Repudiate

The word repudiate means to deny, refuse to recognize.

On the news, repudiating often comes in the context of politics and goes like this.

A politician is on the defensive when asked about some controversial matter. “I repudiate that!” the politician says. No, it’s more like, “No comment” or “I deny that.”

The media seems to love politicians using repudiate in terms of “I deny that” or “I refute that”. But no politician actually says “I repudiate that!”. It is too much of a mouth full.

Why is repudiate even in the English language if most people refuse to use it? I think repudiate is mainly used by lawyers in their defense of a client. “He repudiates that!”

But there was a guy I saw on television who used it when being asked by a reporter, “Do you accept the charges against you?”

He said quietly, “I repudiate the charges.”

His comment went viral. Repudiate became a sensation for fifteen minutes. Its fifteen minutes of fame. That’s because hardly no one used the word, but he did.

I guess people still love that underused word very much. Repudiate has that exotic appeal in the right context.

 

 

 

Interesting exercise

I couldn’t have imagined how many words in Dante’s Inferno could be misunderstood, those mildly or moderately complex and very complicated words that requires a dictionary. I came up with about 300 difficult words which I randomly scribbled on a card to look up later. It became a very interesting exercise.

Half-finished

At the end of this week I read less of Dante’s Inferno and am listening to music. Inferno is still on my radar to finish because I just want to. I don’t like to say that I finished the book half-way through. That’s not even finishing it. If I stopped reading it, I would become a statistic, the half finishes statistic. Following through on reading the book is a must, but at my leisure.

The serious side

Further down the page of Canto 26, in Dante’s Inferno, is a serous side to the epic poem. The key word is ‘grieved’ on Dante seeing the lost souls:

It grieved me then, it grieves me now once more,

to fix my thoughts on what I witnessed there.

 

The first three lines count

As writing mentors say, the first lines count. On my way to reading Canto 26 of Dante’s Inferno, the first three lines stood out as hilarious:

Rejoice, Florentia! You’ve grown so grand

that over land and sea you spread your beating wings,

and through the whole of Hell your name resounds.

On!

Inspiration:

‘Whoever, fameless, wastes his life away,

Leaves of himself no greater mark on earth

Than smoke in air or froth upon the wave.

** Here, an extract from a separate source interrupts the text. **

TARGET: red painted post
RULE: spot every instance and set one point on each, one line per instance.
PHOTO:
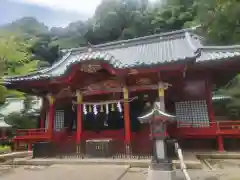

So, upwards! On! And vanquish labored breath!

In any battle mind power will prevail,

Unless the weight of body loads it down.

There’s yet a longer ladder you must scale.

You can’t just turn and leave all these behind.

You understand? Well, make my words avail.’

[Inferno, Dante Alighieri, Canto 24:49-57, translated by Robin Kirkpatrick, Penguin Classics]

Week in

This week: The beginning of the week started with a rejection slip. Enough said, but it started the week with a bang. Then, it got quiet because I’m in a phase of writing that is quietly pondering. So while I blog a film review, a poem here or there, other things are on my radar that I’m silently working on slowly but surely. The quiet voice of the “muse” as they call inspiration stirs in the sounds of silence.

The last word on it

Yesterday I wanted to try something different. I mean, in terms of submitting to a publisher who has accepted two but also rejected quite a few other submissions of mine. Trying something different was my Plan B.

This Plan B, which I will not explain in detail, may work—if I don’t base my submissions on harder passages to understand in the Bible. But I recalled today that the publisher wanted submissions based on the harder passages. Only those passages. So Plan B goes out the window.

Don’t mind, because there is more to life, but last rejection would be the last from them. This means I write nothing more for this publisher.

Quite simply, the negative outcome seems likely if submitting more, going by past record. Why go on the merry go round of rejection slips with the same publisher? There is a time to stop what one is doing once it is pointless.

This is the end of submitting to this publisher. Sad, but inevitable. I hate break-ups, but they did give thirty-odd reasons to (read: rejection slips).

The testimonial project that almost made it

Despite the rejections (aw shucks) of the fiction and poetry, I must love blogging and have a hunger for projects of writing.

A project I have gone headlong into means I am approaching the appropriate personnel–to see if they know of any stories about their people.

These stories are what’s called “testimonies”. In other words, what’s happening with you, and why.

One wanted the minutest detail about me first, probably to see who I really am, and if I am who I say I am.

Unfortunately, none of my “personnel” got back to me with offers of people willing to tell me their story–which I would have submitted to editors who are actually interested in seeing my work.

Considering, there are editors who turn the page of my work with a disdainful eye (I jest; it’s not disdainful, it’s probably indifferent or courteously sorry they couldn’t publish it), the  editors who are interested, don’t get to see it. The irony is painful, but bearable.